By Kara Thompson,
The AFRO American Newspapers won big at the National Newspapers Publishers Association’s (NNPA) Messenger Awards this year.
The publication, which began in 1892, was one of many newspapers recognized for their outstanding work in the Black Press. Among the eight awards won by the AFRO, the most notable was the John B. Russwurm Award, which was the pinnacle award of the evening.
The award is named after Russwurm, who was the founder of Freedom’s Journal in 1827, the first newspaper in America that was owned and operated by African Americans. It is given to the paper with the most cumulative points of all the papers recognized.
In total, the AFRO won five first-place awards, two second-place awards, and one third-place award.
The NNPA is a trade association of over 200 African-American-owned newspapers across the country. For the past 79 years, the NNPA has been the voice of the Black community and is the largest and most influential Black-owned media resource in America. This year marks the 195th anniversary of the Black Press.
Many of the awards given out each year are named for significant Black journalists, including the Armstrong Ellington Award in Entertainment. This year, the first place award was for an article titled “Elton John and My Coming of Age” by Mylika Scatliffe, of the AFRO. The award is named after musicians Louis Armstrong and Duke Ellington.
“I’m incredibly honored and proud to be recognized both individually and as a part of the AFRO team,” said Scatliffe. “‘Elton John and My Coming of Age’ was one of my more personal pieces and I’m glad it resonated with readers.”
Dr. Frances “Toni” Draper, chairman of the board and publisher of the AFRO, received this year’s Publisher of the Year award from the NNPA.
“I am grateful to the members of the National Newspaper Publishers Association (NNPA) for selecting me as Publisher of the Year. There is absolutely nothing more thrilling (and humbling) than being recognized by one’s peers,” said Draper. “Thanks to NNPA treasurer Cheryl Smith, publisher of the Texas Metro News, for nominating me and to the NNPA Fund. I also am grateful to God, for the dedicated and talented AFRO team for trusting my leadership.”
The AFRO publisher also added that “while our methods are constantly changing, our mission remains the same— to uplift, challenge, and empower the communities we are privileged to serve.”
The AFRO’s own Lenora Howze also won an award in advertising.
The Lifetime Achievement Award was granted to Bobby R. Henry Sr., the publisher and CEO of Westside Gazette Newspaper in Fort Lauderdale, Fla. In addition to working for the family-owned African-American newspaper, Henry has served on the board of various organizations, including the NNPA.

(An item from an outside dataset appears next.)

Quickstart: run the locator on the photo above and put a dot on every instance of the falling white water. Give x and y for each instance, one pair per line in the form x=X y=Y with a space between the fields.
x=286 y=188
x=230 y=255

Stephanie Mills, the 65-year-old R&B singer and stage actress performed a song at the event. She was given the 2022 Legacy Award, along with Rep. Maxine Waters (D–MO) of California and Jackson State University Football Head Coach Deion Sanders.
“Where would we be without the Black press? Before we as Black artists received any press back in the day, we got love from the Black press,” said Mills, in a statement posted to Instagram. “Too many artists today forget that it was the Black newspapers that covered us. So this award means so much to me. Being honored by my own is so liberating and appreciated. So let it be known, the Black press matters.”